Biosensors based on graphene field-effect transistors have become a promising tool for detecting a broad range of analytes. However, they lack the stability and reproducibility required to step into biotechnological and biomedical applications. ESISNA group has used a promising physical graphene functionalization protocol which allows atomically-precise highly-controlled covalent functionalization, preserving all the graphene properties, to develop a graphene solution gated field-effect transistor (g-SGFET) aptasensor, with a high affinity DNA aptamer specifically synthesized able to detect the hepatitis C virus (HCV) core protein. These devices are highly specific and robust, achieving attomolar detection of the viral protein target in buffer and in human blood plasma. Their improved sensitivity is rationalized by ab-initio calculations that show a negligible charge injection to the graphene, while the induced polarization at the graphene interface is significantly enhanced by an antenna-like effect induced by the covalently bound molecule leading to a net movement of the Dirac cone at short distances. Such an unexpected effect together with the versatility of the functionalization protocol, paves the way for using this kind of graphene-based platforms for real-time diagnostics of different diseases.

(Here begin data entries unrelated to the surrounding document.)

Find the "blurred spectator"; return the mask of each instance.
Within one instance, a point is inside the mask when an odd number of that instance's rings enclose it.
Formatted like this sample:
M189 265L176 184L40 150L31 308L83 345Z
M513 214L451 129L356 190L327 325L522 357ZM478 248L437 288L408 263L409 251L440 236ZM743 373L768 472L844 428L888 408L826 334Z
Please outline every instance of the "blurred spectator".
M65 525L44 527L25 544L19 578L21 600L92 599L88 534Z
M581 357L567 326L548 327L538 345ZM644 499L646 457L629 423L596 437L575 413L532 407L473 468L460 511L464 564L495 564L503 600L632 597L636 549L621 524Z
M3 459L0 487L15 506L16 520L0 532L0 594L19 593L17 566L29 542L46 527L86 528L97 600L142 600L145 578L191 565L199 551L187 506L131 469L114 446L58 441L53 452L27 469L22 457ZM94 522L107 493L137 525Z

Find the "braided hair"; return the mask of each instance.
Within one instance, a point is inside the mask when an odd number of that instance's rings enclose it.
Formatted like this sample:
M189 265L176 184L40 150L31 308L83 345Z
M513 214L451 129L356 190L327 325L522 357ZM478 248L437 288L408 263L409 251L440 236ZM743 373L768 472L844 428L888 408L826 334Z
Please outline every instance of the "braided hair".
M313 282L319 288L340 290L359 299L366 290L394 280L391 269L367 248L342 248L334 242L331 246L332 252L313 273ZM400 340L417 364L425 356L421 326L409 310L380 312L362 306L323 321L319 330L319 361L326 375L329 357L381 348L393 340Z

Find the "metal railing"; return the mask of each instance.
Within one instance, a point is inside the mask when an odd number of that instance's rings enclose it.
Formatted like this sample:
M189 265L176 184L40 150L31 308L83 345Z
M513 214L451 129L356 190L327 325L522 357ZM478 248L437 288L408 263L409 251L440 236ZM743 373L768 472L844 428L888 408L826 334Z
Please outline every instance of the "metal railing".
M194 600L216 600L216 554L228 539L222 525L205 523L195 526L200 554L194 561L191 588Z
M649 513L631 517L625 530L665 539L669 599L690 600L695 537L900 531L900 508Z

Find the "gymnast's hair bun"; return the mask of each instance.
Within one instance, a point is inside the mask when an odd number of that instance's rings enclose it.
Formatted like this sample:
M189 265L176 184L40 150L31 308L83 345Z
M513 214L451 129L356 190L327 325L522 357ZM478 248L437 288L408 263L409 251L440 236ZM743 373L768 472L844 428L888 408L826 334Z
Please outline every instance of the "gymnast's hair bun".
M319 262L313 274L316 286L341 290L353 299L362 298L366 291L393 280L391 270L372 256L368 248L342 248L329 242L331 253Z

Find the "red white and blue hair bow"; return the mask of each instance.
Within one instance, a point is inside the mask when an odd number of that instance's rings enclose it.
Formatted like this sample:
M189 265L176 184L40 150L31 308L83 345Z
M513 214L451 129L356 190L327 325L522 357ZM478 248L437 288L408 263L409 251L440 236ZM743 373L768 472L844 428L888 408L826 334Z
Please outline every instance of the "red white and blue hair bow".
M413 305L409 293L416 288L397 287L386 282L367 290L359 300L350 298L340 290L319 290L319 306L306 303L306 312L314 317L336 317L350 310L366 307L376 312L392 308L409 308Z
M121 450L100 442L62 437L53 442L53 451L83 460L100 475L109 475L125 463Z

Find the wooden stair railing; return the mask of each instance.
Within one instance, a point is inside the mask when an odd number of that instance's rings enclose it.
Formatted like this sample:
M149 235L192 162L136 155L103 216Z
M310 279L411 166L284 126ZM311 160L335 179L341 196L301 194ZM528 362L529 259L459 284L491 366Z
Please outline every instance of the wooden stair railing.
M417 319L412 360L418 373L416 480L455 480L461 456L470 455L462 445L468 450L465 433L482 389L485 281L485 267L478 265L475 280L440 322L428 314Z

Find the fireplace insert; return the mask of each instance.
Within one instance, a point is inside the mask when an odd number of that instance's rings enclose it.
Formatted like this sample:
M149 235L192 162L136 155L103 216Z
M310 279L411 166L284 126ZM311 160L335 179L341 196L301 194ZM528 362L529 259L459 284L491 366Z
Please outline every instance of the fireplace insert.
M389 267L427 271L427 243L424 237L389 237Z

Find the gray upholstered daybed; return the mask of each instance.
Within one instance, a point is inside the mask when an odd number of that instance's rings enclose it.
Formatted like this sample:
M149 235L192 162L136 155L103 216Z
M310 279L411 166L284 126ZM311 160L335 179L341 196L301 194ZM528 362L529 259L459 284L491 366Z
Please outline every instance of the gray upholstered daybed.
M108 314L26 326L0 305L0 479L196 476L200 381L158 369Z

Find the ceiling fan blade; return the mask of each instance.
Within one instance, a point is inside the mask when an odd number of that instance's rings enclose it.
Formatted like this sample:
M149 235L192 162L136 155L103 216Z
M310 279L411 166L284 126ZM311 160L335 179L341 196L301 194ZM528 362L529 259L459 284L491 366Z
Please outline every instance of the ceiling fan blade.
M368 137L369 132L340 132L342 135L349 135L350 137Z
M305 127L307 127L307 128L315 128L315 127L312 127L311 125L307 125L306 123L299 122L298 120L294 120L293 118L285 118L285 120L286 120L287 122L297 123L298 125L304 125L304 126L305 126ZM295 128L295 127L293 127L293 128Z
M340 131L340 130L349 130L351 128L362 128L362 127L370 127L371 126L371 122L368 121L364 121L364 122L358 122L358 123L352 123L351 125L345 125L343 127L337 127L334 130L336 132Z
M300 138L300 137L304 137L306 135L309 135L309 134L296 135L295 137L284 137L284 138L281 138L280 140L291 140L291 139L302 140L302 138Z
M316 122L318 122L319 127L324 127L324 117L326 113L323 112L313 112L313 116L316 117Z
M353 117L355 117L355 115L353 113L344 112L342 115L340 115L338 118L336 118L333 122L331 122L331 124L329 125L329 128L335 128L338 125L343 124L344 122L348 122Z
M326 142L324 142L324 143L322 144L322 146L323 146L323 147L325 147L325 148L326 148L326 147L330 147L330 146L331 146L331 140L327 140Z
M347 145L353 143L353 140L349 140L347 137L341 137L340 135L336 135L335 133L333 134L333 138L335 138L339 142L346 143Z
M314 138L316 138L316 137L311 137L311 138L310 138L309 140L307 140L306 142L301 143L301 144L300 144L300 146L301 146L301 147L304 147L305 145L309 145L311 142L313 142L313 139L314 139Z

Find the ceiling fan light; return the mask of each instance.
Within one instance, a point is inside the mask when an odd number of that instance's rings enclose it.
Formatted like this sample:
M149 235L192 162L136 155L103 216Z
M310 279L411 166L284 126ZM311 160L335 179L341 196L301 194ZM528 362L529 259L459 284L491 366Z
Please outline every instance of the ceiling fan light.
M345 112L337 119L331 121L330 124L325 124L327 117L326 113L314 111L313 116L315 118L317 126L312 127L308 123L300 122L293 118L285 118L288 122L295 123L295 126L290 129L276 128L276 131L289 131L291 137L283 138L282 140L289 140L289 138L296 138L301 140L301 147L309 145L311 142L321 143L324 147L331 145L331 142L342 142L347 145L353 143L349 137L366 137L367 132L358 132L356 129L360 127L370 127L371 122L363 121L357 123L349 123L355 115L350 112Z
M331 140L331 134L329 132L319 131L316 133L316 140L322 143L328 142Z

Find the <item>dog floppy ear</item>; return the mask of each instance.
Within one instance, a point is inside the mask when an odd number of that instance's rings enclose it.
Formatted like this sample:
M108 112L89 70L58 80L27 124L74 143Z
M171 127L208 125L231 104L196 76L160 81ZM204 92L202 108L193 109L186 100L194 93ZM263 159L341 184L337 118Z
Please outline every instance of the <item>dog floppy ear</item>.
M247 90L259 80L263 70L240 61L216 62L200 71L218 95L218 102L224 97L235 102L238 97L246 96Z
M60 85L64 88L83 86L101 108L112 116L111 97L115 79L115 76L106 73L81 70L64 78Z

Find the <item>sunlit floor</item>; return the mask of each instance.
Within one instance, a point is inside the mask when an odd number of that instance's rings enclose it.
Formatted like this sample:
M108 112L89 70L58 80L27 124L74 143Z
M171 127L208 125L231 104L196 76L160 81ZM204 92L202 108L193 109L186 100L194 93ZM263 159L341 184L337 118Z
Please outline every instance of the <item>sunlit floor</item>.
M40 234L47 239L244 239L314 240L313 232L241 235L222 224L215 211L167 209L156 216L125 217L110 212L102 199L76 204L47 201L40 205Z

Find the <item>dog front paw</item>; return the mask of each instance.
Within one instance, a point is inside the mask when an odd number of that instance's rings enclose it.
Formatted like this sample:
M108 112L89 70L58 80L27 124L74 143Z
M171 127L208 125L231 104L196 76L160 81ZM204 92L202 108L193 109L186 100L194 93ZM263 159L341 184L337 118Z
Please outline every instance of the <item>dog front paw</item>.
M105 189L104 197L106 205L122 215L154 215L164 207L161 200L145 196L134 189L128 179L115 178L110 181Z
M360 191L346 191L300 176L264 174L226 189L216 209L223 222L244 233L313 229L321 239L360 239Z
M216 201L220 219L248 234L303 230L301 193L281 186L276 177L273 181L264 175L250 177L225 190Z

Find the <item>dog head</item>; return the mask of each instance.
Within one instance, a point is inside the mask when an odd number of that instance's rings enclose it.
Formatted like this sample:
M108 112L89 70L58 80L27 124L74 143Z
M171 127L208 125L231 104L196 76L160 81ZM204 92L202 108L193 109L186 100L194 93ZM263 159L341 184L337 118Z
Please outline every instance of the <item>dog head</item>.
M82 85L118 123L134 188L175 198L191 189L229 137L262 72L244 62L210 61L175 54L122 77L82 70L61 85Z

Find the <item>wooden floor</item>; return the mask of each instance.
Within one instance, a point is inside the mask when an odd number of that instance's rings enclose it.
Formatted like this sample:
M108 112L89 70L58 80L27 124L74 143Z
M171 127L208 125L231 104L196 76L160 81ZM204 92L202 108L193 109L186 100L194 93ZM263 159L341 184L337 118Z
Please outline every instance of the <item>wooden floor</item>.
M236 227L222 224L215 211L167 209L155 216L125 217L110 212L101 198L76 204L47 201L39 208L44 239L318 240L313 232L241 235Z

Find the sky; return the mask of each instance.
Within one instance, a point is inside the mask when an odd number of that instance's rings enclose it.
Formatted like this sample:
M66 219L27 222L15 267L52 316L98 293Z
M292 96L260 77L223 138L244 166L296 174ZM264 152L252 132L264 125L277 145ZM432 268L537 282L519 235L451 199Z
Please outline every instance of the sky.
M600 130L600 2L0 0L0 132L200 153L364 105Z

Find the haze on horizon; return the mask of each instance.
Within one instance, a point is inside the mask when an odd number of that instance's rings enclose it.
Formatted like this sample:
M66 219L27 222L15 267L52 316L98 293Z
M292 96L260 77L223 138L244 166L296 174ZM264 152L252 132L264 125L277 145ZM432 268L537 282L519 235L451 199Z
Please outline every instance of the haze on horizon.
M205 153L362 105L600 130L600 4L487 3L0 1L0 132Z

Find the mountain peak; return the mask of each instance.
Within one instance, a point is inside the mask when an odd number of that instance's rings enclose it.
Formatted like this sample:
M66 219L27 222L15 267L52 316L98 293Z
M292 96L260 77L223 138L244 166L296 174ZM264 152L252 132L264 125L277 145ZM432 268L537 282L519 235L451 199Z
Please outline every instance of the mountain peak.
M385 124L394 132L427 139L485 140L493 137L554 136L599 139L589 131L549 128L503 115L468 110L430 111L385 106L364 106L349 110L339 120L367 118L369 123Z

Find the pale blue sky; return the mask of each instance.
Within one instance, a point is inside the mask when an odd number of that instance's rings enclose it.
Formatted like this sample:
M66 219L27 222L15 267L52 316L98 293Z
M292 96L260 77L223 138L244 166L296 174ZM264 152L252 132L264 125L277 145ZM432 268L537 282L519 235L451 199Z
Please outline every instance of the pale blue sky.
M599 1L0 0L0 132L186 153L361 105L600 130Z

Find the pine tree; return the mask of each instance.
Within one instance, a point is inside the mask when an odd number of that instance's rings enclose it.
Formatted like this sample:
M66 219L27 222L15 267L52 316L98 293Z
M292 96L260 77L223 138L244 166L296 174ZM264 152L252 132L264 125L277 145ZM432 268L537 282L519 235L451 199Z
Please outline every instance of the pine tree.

You can find the work published in open access in:
Attomolar detection of hepatitis C virus core protein powered by molecular antenna-like effect in a graphene field-effect aptasensor,
I. Palacio, M. Moreno, A. Náñez, A. Purwidyantri, T. Domingues, P. D. Cabral, J. Borme, M. Marziello, J. I. Mendieta-Moreno, B. Torres-Vázquez, J. I. Martínez, M. F. López, M. García-Hernández, L. Vázquez, P. Jelinek, P. Alpuim, C. Briones, J. A. Martín-Gago,
Biosens. Bioelectron., 222, 115006 (2023).
A patent based on this work has been applied for (Ref: PCT/EP2022/071173).